Soudain le vent cessa de fouetter le sol, les hautes branches de sapins gémirent encore quelques minutes, la pluie ne tombait plus. Kent et Marette, à bout de forces, s’arrêtèrent pour reprendre haleine. L’orage fuyait vers l’ouest.

Marette tenait Kent par une manche, comme si elle craignait que quelque chose pût les séparer dans l’ombre perfide. Kent prit dans une de ses poches un mouchoir sec avec lequel il essuya le visage de Marette, et cela doucement comme avec un enfant qui aurait eu une crise de larmes. Il épongea aussi son propre visage, et tous deux sentirent que des paroles n’auraient fait que profaner le charme indicible éprouvé à ce moment même.

Marette fut la première à rompre le silence, mais à voix basse, très doucement.

— Il faut repartir, Kent.

Lorsqu’ils eurent parcouru encore un quart de mille, ils atteignirent le bord du bayou.

Les éclairs ne les guidaient plus, mais leurs yeux s’étaient habitués aux ténèbres. Marette, qui tenait solidement la main de Kent, marchait en avant. Elle allait avec sûreté vers l’endroit où elle savait qu’elle trouverait le pieu auquel était attachée l’amarre du bateau. Elle laisserait un moment croire à Kent qu’elle s’était perdue. Lorsqu’elle aperçut, à deux pas d’elle, le pieu cherché, elle sourit de cette innocente plaisanterie. Mais non, sa main erra dans le vide. C’était peut-être un peu plus loin. Toujours rien.

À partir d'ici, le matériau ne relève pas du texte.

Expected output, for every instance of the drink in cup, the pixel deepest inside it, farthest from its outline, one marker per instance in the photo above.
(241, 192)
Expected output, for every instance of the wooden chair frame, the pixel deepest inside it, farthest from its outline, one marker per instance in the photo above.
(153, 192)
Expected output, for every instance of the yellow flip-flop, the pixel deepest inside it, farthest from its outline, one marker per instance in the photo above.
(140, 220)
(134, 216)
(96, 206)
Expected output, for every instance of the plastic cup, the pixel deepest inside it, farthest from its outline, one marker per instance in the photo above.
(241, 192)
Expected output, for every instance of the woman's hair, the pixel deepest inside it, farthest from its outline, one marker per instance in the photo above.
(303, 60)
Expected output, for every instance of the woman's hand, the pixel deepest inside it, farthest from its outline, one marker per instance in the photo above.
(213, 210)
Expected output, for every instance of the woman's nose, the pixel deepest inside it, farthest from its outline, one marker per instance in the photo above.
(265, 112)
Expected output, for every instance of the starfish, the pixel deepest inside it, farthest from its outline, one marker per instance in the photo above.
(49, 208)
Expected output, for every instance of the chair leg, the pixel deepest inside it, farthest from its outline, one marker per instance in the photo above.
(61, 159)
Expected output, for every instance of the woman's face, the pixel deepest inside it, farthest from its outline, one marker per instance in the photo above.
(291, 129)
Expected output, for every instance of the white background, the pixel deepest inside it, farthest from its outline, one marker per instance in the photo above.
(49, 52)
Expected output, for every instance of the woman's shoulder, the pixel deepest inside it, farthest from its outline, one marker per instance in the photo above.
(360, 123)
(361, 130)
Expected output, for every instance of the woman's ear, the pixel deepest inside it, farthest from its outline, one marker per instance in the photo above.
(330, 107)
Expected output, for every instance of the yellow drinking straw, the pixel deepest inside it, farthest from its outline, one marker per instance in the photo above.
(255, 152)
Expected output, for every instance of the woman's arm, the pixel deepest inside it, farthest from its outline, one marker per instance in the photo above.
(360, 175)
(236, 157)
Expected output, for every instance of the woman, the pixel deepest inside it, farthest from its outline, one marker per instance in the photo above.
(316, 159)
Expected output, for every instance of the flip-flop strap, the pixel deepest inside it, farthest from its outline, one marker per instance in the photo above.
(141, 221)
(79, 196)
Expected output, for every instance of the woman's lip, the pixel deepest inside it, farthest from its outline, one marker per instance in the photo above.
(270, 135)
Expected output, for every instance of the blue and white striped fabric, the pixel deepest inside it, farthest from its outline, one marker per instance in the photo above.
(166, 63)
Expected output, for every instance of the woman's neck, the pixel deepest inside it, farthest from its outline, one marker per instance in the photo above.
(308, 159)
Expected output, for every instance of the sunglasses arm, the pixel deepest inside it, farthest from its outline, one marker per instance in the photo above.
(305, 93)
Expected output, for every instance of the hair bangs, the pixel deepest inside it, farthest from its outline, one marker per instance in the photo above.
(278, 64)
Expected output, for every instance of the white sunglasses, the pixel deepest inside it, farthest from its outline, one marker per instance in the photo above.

Elle éprouva une inquiétude poignante, mais voulant d’abord n’en rien laisser paraître, elle demanda, du ton qu’elle eût employé pour une supposition quelconque :

— Que ferions-nous, Kent, si le bateau n’était pas là ?

Tout de suite il comprit. Il comprit à une certaine fluctuation de la voix de Marette, et s’il fut certes ému de cette fatalité, il fut troublé aussi de reconnaître qu’il possédait l’âme de Marette au point d’en démêler tous les accents.

— Eh bien, répliqua-t-il gaillardement, ce serait fâcheux, mais il n’y aurait pas là de quoi se désoler. Nous en serions quittes pour ne partir que la nuit prochaine. Chez Crossen, nous trouverions aussi un bon canot, et il n’y a aucun danger qu’on nous déniche ici.

Elle aussi se rendit compte au ton de sa voix qu’il avait découvert la cruelle vérité.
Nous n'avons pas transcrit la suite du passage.